Realizing that there are a number of catalysts that 'could' boost the share price of PBH, we're concerned that it will take too long. It was purchased several years ago for a TFSA at an (ugh) average cost of $122. The last time I looked, it was trading at $80.23.
Even with the dividends received (thank goodness for dividends in this case), we are still down $17,300.
Here's the question: Even with all the positive catalysts going forward, do you think that the share price will increase enough to at least break even when accounting for dividends? Or do you think that we should swallow the loss and move to something else that has a more attractive valuation and greater upside?
As always, your comments and insights are very helpful.
In such cases we would first note that 'break even' should never be an investment goal. PBH has had its issues over the years: Covid, execution, and now tariffs. Still, its 10-year return is a reasonable 135%. The 4.11% dividend is attractive and secure.
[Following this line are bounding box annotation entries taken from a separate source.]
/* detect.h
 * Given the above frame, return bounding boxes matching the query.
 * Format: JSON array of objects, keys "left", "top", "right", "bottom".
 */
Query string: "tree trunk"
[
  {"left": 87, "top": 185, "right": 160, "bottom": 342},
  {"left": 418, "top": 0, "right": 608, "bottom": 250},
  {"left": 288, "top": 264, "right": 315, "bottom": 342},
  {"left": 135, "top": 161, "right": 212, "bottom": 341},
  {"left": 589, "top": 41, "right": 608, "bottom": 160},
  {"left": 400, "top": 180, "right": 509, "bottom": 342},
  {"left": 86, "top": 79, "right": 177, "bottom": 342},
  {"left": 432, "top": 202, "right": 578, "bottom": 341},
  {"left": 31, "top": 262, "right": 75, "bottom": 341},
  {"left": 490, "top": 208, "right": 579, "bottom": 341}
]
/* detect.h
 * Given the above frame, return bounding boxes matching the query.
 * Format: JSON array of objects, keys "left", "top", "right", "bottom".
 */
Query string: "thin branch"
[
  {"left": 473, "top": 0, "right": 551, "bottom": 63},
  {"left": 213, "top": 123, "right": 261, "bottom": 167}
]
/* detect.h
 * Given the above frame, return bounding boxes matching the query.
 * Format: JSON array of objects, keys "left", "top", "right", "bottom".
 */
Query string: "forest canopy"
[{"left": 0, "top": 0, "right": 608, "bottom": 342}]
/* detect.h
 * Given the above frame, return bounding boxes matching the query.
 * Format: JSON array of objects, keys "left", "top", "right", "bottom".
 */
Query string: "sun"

We think it has some potential, and the last quarter was solid. Debt would be our main concern. IF debt can be lowered, then we would expect valuation would improve. We would consider it a decent HOLD, but would not consider it high growth or really need-to-own for an investor with a growth focus. The last line in the question though is tricky: it is difficult to get great upside at low valuations. PBH is 16X earnings. Many quality growth companies will have a much higher P/E than that. We think CLS might be a good swap, for those inclined for more growth. At 23X earnings, it has done very well, and business looks secure for a couple of years at least. It would not be considered a buy-and-forget stock, whereas PBH might qualify on that due to its stable business and cash flow.